Binnen het schimmelrijk nemen de meer dan 18.000 soorten korstvormige en blad-, schub-, draad- en struikvormige korstmossen of lichenen een aparte plaats in.
Een korstmos is een samenlevingsvorm van een dominant aanwezige schimmel of mycobiont, en een alg of phycobiont, waarvan de schimmel meer lijkt te profiteren dan zijn partner. Samen vormen zij zeer stabiele strukturen, de thalli, die duizenden jaren oud kunnen worden en onder barre omstandigheden kunnen overleven.
Zij kunnen zich ongeslachtelijk of vegetatief via gemakkelijk afbrekende delen of uitgroeiingen van de thallus, of geslachtelijk via de schimmelpartner met sporen voortplanten. De mycobiont neemt bovendien water en mineralen uit de voedingsbodem op. De alg is door het bezit van bladgroen tot fotosynthese in staat. De phycobiont voorziet het korstmos daarmee van voor zijn ontwikkeling noodzakelijke koolwaterstoffen als suikers.
De meeste mycobionten zijn gelicheniseerde Zakjeszwammen of Ascomyceten. Hun partners zijn algen, meestal groen- of blauwwieren.
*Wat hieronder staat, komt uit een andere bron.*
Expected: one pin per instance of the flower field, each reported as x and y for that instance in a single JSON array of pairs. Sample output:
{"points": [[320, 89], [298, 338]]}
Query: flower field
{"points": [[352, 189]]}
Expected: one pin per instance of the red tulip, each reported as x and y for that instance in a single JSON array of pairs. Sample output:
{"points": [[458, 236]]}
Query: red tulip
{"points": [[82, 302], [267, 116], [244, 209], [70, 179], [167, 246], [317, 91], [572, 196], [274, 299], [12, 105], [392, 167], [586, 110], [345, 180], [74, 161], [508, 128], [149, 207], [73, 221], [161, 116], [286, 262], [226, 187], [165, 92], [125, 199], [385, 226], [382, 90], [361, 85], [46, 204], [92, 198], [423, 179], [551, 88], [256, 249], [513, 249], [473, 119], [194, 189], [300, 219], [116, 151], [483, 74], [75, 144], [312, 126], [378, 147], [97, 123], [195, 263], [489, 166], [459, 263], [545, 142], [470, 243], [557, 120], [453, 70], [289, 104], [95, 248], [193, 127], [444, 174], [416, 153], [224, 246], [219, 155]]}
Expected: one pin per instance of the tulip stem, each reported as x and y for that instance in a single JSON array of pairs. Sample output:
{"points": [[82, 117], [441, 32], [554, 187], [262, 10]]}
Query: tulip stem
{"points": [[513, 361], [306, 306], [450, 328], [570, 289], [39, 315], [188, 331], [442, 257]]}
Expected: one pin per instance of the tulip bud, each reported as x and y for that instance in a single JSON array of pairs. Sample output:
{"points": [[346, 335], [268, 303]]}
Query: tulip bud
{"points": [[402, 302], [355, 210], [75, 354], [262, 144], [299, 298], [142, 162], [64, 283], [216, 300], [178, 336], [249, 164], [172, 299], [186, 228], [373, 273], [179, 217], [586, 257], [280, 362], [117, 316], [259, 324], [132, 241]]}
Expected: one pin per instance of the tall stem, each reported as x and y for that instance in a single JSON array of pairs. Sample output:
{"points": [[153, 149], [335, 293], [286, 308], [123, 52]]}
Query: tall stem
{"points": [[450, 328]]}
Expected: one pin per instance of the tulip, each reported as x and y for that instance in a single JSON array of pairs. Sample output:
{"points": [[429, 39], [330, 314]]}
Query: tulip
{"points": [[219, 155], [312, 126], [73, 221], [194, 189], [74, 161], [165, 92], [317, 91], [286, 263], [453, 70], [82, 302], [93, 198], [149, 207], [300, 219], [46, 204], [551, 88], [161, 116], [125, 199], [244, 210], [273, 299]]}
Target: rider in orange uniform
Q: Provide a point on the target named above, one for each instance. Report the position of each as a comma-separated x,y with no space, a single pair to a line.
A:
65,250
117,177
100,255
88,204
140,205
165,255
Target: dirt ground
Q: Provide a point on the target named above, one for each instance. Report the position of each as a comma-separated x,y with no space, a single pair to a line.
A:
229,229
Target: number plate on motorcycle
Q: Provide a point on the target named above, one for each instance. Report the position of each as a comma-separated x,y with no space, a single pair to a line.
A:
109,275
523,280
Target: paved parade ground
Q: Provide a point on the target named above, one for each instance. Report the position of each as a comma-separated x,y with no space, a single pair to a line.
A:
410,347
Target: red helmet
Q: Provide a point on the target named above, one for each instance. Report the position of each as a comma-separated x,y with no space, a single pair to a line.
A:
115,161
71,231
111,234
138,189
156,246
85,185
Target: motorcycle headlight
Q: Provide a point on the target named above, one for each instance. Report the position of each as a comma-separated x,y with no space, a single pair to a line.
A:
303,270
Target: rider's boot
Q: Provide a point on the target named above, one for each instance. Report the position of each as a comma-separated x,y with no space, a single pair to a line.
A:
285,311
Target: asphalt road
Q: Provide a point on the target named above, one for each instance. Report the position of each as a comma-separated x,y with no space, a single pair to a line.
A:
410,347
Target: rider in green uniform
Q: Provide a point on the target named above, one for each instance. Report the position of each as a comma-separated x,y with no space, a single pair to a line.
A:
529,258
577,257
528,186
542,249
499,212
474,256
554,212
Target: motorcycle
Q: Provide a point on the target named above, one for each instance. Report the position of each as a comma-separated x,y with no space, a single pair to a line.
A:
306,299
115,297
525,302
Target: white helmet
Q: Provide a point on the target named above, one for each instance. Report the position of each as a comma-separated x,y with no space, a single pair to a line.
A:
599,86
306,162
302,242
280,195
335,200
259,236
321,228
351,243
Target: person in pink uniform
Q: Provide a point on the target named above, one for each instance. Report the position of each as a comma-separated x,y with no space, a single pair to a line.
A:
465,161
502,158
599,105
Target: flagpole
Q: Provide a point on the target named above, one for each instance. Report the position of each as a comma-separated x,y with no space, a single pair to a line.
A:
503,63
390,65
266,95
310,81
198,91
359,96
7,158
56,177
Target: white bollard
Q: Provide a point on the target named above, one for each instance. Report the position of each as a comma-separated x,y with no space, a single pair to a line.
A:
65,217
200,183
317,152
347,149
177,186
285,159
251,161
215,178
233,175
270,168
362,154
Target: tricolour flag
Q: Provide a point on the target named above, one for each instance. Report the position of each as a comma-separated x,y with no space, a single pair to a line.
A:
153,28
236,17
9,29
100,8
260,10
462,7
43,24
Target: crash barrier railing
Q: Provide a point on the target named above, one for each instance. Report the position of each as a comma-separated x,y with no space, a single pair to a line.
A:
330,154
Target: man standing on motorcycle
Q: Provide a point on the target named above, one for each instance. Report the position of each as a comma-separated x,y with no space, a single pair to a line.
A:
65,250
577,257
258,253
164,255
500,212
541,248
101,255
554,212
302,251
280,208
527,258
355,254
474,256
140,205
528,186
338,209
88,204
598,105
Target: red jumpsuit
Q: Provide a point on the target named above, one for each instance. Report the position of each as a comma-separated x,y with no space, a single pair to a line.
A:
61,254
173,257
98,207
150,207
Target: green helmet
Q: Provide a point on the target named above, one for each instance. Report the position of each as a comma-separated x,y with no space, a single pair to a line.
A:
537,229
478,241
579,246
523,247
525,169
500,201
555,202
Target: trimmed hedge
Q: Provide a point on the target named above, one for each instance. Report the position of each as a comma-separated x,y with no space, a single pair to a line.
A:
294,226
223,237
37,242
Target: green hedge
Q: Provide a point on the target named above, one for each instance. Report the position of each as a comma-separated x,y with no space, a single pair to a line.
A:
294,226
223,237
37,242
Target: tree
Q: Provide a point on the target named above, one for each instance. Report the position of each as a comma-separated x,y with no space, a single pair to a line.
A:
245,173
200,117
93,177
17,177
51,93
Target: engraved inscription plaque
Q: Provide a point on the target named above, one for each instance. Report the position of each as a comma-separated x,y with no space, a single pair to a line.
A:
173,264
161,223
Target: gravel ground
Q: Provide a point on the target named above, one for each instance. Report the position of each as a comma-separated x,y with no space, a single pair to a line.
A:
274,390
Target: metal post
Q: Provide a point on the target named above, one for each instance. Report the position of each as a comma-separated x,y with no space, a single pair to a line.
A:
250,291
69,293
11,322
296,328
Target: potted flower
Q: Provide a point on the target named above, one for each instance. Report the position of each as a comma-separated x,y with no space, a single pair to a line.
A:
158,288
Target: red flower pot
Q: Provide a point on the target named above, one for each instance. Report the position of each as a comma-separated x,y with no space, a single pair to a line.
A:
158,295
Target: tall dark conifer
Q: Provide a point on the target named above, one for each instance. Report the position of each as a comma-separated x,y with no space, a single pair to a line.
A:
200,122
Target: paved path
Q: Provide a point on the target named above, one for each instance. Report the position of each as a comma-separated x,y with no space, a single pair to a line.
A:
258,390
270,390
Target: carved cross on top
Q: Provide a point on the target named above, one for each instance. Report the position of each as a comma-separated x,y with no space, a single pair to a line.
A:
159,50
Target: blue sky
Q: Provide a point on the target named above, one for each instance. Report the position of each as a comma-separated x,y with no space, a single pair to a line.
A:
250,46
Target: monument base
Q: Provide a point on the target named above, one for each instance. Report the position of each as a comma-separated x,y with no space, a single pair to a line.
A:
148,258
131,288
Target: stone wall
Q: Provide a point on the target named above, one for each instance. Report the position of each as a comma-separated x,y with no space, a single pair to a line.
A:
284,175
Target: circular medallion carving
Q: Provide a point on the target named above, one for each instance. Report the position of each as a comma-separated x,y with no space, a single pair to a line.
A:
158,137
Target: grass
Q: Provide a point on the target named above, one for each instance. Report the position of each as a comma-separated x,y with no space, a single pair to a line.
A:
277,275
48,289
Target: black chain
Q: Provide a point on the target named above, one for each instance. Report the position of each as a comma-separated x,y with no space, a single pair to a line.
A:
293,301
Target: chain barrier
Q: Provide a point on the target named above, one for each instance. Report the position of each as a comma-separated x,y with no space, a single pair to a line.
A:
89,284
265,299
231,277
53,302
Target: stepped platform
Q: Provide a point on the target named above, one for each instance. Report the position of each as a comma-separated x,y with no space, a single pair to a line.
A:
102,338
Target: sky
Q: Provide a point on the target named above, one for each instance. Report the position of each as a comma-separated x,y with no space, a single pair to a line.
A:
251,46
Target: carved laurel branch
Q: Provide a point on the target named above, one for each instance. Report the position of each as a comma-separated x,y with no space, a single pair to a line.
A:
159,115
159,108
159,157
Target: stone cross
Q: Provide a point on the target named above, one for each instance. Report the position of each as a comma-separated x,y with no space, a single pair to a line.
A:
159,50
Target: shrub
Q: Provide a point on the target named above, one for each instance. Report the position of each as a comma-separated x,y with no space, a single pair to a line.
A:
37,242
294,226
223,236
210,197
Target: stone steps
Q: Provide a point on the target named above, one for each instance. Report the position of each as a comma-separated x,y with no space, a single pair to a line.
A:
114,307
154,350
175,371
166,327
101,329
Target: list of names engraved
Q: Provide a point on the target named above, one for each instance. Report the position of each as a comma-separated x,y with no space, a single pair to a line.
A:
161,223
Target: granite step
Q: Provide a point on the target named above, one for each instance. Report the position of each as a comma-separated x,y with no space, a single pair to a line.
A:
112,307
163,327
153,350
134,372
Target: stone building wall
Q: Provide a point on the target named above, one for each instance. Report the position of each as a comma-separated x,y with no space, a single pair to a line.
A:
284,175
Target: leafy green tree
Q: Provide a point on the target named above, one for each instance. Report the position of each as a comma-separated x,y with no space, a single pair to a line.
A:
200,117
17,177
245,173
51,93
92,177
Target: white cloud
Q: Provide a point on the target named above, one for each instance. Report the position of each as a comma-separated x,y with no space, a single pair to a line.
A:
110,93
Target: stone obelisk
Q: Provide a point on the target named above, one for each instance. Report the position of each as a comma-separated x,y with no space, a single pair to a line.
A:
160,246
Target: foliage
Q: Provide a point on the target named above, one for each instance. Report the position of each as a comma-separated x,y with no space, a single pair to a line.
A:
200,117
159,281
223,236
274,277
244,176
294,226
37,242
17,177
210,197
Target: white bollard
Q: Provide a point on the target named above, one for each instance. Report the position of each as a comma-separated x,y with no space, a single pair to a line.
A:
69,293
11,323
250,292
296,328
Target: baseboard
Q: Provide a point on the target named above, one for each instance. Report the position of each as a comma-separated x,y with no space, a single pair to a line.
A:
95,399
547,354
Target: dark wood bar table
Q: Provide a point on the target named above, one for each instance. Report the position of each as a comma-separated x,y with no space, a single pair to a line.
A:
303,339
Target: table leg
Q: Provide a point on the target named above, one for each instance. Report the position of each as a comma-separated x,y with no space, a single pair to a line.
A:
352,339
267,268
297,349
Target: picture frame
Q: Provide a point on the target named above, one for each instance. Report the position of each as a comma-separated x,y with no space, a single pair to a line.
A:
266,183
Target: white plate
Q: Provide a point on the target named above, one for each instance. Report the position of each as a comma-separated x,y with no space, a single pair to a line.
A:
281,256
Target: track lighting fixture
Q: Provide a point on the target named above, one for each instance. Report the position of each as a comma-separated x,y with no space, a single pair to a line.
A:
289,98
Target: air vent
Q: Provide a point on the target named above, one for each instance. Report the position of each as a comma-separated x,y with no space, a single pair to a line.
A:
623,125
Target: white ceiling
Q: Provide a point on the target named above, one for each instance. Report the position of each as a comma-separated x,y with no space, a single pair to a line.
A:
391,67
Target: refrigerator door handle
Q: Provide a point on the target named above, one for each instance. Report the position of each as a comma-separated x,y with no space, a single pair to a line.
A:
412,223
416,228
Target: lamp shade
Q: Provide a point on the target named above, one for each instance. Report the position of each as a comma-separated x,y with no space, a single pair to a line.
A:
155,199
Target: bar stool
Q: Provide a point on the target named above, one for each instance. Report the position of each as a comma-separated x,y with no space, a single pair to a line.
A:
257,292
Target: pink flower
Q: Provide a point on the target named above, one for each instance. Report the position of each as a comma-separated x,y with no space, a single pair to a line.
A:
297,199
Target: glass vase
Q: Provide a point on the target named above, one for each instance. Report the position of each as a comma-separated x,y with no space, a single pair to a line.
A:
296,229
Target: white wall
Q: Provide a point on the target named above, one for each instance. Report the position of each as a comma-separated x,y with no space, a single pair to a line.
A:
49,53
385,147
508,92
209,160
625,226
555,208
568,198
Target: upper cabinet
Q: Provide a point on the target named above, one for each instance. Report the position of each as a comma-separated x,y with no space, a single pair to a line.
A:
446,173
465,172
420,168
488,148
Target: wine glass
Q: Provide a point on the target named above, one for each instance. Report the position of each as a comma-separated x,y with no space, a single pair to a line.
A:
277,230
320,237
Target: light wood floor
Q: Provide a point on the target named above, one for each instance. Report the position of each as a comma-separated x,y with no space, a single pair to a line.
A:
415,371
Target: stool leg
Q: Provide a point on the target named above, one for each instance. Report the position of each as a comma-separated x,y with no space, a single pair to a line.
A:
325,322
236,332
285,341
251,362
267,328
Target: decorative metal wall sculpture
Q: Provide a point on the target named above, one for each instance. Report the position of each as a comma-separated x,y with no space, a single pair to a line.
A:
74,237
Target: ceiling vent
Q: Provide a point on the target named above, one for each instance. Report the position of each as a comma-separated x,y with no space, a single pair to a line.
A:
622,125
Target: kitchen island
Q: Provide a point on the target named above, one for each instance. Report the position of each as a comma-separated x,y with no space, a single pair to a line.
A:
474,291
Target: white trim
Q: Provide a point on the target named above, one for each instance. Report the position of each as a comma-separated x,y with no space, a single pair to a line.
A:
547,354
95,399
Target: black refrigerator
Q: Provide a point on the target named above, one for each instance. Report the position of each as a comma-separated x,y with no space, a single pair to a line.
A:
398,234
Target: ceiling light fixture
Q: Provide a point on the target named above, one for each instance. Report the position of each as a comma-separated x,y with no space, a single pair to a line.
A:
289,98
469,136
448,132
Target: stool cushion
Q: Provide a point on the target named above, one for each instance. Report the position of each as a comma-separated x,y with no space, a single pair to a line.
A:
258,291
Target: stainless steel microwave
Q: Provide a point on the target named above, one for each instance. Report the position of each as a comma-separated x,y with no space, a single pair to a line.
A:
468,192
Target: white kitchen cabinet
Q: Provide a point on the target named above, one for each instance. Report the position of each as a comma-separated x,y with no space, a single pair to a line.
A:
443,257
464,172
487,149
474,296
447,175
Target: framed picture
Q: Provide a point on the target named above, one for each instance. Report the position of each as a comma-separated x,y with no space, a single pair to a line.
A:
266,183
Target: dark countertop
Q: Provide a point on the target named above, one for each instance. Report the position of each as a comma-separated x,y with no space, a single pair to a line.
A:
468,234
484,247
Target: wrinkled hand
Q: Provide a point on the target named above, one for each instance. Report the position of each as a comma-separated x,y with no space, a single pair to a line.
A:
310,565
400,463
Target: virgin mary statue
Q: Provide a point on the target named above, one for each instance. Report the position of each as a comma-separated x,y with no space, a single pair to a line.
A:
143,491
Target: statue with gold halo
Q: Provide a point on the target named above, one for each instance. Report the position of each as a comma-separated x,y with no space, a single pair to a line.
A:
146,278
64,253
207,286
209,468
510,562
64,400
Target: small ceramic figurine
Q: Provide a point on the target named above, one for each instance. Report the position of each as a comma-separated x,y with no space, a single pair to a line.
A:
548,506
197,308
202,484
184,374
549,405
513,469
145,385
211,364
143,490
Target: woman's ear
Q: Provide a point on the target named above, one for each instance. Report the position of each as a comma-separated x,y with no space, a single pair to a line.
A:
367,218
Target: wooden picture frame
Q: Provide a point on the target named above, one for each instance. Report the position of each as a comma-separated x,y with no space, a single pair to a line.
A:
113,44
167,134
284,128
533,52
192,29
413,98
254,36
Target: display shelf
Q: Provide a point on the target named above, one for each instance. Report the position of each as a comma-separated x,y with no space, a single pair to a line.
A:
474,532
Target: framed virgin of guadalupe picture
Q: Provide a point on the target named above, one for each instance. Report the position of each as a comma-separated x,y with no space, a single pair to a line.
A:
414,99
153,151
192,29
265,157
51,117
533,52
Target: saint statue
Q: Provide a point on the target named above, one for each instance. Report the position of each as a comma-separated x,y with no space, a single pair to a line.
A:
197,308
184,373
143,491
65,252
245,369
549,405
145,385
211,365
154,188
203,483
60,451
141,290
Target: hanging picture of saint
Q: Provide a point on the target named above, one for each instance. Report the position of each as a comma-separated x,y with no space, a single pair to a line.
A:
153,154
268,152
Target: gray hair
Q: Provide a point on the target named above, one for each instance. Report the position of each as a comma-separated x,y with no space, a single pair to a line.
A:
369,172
Daarnaast komen enkele korstmossen met een gelicheniseerde Steeltjeszwam of Basidiomyceet als mycobiont voor, namelijk Korstzwammen van het genus Athelia, Trechtertjes van het genus Phytoconis of Knotszwammen van het genus Multiclavula.
Als voorbeeld van de soorten van gelicheniseerde Ascomyceten, waarbij bol- of kussenvormige apothecia of pycnidiƫn, waarin de sporen in asci worden gevormd, zich op soms vertakkende, staafvormige thalli ontwikkelen, wordt de Rode heidelucifer (Cladonia floerkeana) (6.jpg) gegeven.
Het Muurschotelmos (Lecanora muralis) en het Oranje dooiermos (Xanthoria calcicola) (188.jpg) zijn voorbeelden van gelicheniseerde Ascomyceten, waarbij beker- of komvormige apothecia, waarin de sporen in zakjes worden gevormd, op korstvormige thalli ontstaan.